О поведении казаков на поле боя Вюртембергский вспоминал, что «они занимались больше брошенными орудиями и прикалыванием раненых, нежели дружным натиском на французские колонны. Двум полковникам я сделал строгий выговор, особенно за жестокое обращение с раненым неприятелем; во всем же прочем я сам извинял их»[401]. В своих записках Михайловский-Данилевский рассказывал, что казаки, увидев на нем французскую шинель, приняли его за неприятеля и просили находившихся с ним рядом драгун разрешить им его добить[402]. Но, справедливости ради, надо отметить, что не все казаки были способны лишить жизни безоружного противника. Н.Н. Муравьев был свидетелем случая, когда драгуну приказали убить пленного польского стрелка, чтобы не тратить времени на сопровождение его в тыл, к Тарутино. Драгун не смог выполнить это распоряжение и тогда «крикнул проезжавшего мимо казака: „господин казак“, сказал он ему, „убейте поляка; мне велено, да рука не подымается“. Казак хотел показать себя молодцом. „Кого?“ спросил он, „эту собаку заколоть? Сейчас“. Отъехав шагов на 15, он приложился на поляка дротиком и поскакал на него. Поляк не двигался; казак же, подскакав к своей жертве, поднял пику и, сознавшись, что ему не убить осужденного на смерть, поскакал далее. Затем драгун, разругав пленного, погнал его в Тарутино»[403].
Любопытный эпизод противоборства неприятельского солдата с казаками зафиксировал в своих воспоминаниях Маевский. «Посреди сотней наших солдат, — пишет он, — идет гренадер-француз: едва налетит на него казак с пикою, француз приложится ружьем — и казак летит от него прочь. Это правда, что единицы не занимали тогда нас; но смелость и решительность в солдате, даже в неприятеле, есть благороднейшая черта, достойная подражания»[404].
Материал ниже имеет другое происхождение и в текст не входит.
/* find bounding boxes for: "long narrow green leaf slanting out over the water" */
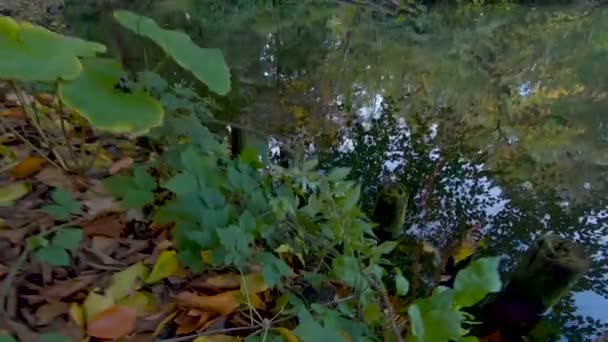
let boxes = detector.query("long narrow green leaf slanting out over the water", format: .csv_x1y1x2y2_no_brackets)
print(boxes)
114,10,230,95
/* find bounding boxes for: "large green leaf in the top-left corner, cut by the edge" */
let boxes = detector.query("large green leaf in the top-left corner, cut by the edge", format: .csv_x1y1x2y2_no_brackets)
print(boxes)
0,17,106,81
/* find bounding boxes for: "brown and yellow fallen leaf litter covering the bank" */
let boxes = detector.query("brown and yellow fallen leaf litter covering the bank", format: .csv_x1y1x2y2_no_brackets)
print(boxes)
0,87,314,342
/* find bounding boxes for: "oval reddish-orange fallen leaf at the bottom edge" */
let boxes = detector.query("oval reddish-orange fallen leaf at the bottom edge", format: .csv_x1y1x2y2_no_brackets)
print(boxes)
87,305,136,339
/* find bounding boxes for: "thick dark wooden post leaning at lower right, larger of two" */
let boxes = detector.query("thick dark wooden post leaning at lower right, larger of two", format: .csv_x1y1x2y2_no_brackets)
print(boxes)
471,235,590,341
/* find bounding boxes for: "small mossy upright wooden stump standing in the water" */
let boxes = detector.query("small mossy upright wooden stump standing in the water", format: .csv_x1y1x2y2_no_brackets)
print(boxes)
372,182,408,241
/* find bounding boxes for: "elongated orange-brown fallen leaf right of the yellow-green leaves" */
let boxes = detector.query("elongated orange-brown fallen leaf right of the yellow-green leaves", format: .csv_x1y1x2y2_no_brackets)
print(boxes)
175,290,241,315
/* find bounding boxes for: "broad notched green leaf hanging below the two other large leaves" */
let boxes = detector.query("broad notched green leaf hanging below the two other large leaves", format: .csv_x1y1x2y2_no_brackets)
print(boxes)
59,58,164,134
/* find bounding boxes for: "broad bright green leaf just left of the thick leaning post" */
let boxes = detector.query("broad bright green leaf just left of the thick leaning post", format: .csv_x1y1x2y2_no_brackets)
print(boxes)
454,257,502,307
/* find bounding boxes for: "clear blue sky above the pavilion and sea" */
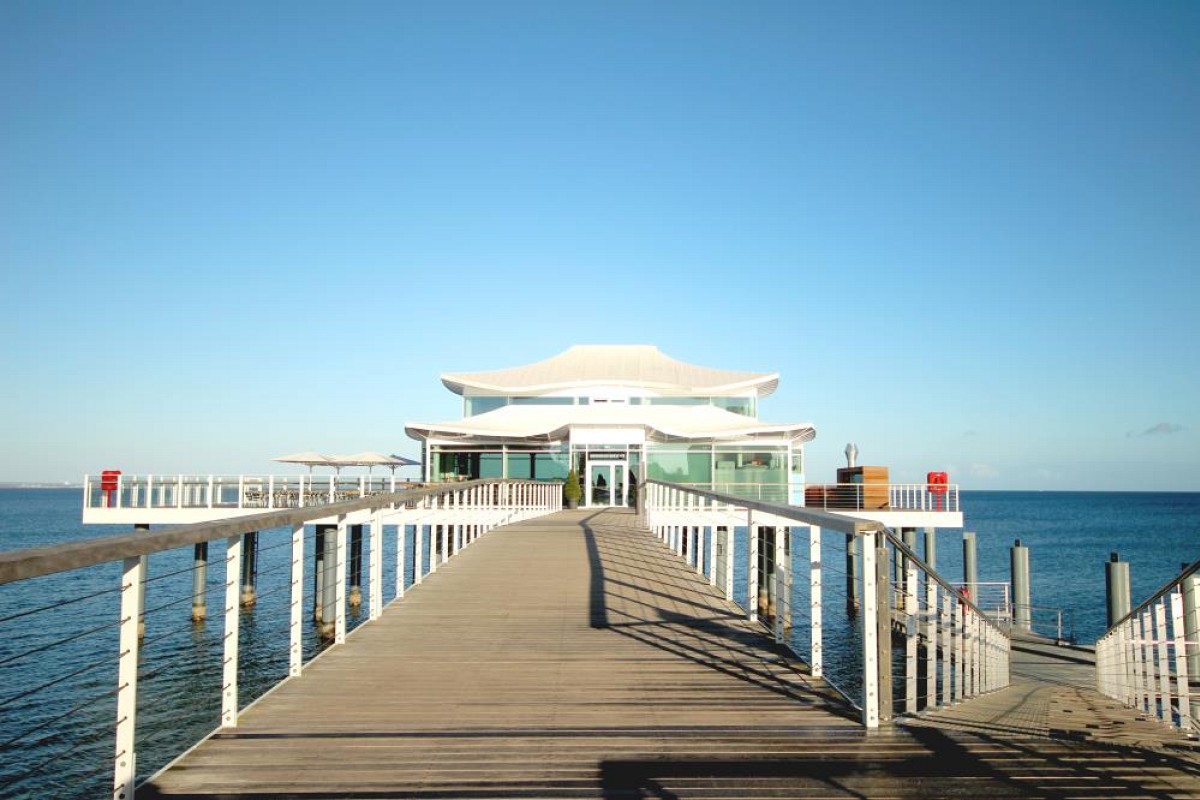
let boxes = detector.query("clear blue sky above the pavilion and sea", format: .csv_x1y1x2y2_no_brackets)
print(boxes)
0,0,1200,489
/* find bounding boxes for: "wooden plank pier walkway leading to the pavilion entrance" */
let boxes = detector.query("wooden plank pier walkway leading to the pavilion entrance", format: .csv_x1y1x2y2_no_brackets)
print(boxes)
145,511,1200,800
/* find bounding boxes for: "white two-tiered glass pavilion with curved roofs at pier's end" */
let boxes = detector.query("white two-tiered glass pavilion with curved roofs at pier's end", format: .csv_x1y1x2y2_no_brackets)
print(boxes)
406,345,816,506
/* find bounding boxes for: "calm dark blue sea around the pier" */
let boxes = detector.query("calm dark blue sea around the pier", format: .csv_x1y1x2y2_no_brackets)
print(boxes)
0,489,1200,798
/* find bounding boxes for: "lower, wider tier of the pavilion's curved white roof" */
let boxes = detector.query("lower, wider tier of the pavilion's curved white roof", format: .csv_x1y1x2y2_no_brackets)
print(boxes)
404,403,816,441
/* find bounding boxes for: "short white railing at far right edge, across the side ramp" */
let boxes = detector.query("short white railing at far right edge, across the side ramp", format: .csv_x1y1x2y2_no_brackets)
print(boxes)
1096,561,1200,732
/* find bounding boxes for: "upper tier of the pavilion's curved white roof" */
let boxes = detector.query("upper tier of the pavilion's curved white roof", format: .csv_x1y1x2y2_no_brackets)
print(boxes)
442,344,779,397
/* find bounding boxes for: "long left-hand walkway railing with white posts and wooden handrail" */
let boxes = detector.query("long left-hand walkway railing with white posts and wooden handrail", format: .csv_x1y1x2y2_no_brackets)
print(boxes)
0,476,562,800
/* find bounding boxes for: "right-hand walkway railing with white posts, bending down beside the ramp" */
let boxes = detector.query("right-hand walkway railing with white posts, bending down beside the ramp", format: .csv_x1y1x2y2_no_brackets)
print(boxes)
640,480,1010,728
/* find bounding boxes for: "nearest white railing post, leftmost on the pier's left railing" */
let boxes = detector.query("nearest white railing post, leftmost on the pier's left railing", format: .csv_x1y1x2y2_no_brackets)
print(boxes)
113,557,143,800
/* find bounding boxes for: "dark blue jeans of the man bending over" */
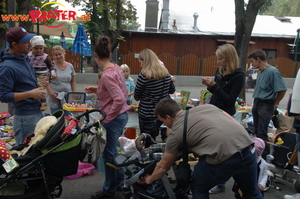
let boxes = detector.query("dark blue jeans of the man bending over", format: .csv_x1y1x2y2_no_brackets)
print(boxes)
192,149,263,199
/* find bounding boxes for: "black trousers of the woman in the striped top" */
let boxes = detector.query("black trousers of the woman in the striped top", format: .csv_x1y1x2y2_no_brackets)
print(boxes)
139,116,162,140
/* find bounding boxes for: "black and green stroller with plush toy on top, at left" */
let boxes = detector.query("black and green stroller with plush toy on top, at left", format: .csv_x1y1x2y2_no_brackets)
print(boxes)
0,109,105,199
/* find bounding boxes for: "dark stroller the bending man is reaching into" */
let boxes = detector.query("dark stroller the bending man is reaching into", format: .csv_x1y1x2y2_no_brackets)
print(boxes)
107,133,190,199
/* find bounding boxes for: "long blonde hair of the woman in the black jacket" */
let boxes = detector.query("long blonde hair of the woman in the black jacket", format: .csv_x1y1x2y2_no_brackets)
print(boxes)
216,44,239,76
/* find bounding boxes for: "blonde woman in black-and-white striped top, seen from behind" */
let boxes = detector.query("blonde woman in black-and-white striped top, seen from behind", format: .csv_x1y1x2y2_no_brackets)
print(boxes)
134,49,175,139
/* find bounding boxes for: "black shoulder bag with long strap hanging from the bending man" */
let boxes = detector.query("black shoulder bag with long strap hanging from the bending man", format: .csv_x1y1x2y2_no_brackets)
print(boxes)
176,110,192,187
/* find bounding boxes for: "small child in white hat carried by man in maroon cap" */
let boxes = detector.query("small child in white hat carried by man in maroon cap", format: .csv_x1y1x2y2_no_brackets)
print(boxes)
28,35,56,111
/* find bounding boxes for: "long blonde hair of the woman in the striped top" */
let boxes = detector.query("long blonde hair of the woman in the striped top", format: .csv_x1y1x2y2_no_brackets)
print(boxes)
139,48,169,80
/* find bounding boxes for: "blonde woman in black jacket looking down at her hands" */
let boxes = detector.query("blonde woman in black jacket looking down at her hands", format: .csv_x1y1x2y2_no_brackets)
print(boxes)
202,44,245,194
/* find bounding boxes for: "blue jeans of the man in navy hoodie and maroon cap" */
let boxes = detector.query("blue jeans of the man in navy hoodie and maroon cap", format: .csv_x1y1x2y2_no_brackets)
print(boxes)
13,112,43,146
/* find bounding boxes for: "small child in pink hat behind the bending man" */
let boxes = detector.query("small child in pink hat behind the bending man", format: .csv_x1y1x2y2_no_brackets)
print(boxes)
233,137,268,199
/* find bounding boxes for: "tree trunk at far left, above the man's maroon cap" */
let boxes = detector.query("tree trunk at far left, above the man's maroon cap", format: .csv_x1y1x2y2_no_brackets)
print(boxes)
16,0,33,32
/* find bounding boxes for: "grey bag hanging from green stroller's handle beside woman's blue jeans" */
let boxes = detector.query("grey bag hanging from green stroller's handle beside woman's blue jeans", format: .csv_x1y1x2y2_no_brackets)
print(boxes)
79,122,106,163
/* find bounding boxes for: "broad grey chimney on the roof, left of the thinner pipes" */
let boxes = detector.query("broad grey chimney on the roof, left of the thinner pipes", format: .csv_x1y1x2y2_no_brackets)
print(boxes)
145,0,158,32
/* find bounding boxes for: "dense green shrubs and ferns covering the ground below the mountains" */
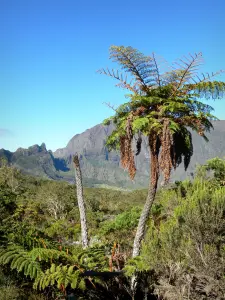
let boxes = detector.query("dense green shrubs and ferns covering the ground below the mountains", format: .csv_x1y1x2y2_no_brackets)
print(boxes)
0,158,225,300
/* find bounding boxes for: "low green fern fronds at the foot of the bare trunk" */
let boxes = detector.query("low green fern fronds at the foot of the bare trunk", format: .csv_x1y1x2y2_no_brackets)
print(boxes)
0,245,109,296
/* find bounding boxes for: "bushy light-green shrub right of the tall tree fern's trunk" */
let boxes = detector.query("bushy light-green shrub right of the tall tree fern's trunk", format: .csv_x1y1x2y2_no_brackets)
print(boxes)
125,177,225,300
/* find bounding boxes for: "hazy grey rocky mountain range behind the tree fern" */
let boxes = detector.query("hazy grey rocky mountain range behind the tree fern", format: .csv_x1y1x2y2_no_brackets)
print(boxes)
0,121,225,188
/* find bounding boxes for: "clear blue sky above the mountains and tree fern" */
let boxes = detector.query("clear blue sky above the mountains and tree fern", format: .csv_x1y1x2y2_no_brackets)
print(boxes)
0,0,225,151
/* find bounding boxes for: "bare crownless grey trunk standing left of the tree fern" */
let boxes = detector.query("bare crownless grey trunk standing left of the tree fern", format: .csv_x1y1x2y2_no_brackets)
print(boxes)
73,154,88,248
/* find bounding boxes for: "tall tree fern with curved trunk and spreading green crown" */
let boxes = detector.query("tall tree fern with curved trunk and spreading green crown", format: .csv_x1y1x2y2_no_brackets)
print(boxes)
100,46,225,264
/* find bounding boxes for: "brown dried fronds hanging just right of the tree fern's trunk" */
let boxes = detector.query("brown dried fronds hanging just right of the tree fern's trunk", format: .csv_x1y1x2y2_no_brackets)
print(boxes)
159,119,174,183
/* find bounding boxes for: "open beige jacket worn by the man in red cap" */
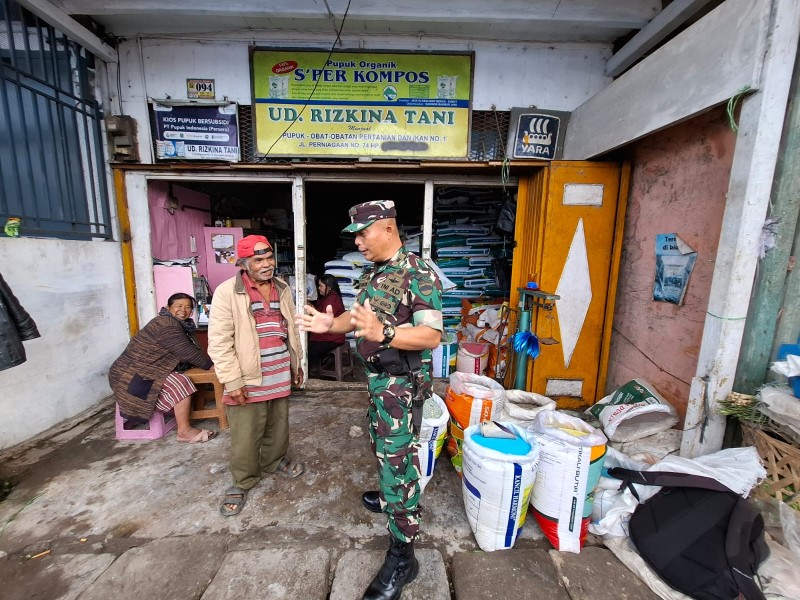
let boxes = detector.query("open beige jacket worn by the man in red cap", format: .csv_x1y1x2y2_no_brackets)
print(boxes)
208,271,300,391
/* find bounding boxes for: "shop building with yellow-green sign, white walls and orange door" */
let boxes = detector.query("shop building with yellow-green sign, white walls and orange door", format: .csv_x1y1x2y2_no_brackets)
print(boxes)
0,0,798,453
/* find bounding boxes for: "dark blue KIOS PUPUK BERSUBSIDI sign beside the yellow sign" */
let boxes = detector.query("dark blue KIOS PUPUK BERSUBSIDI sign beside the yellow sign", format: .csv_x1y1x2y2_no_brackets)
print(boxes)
152,100,241,163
Итак, действия казаков на левом фланге противника в начальный период сражения ограничились, в основном, нападением на части 2-го кавалерийского и 5-го армейского корпусов. В результате атаки войска Орлова-Денисова заняли пространство на левом берегу реки Чернишни и правом — ручья Десенки. Однако им не удалось зайти в тыл основной группировки Мюрата и перерезать путь отступления — Калужскую дорогу. Это произошло потому, что, с одной стороны, неприятель сумел оперативно организовать отпор, чем остановил стремление русской конницы, а с другой, рассыпавшиеся на большом пространстве полки иррегулярной кавалерии не смогли достаточно слаженно и эффективно действовать против регулярных войск противника. Этому, возможно, способствовало и отвлечение внимания казаков на попавшие в их руки орудия, обозы, биваки и т. д.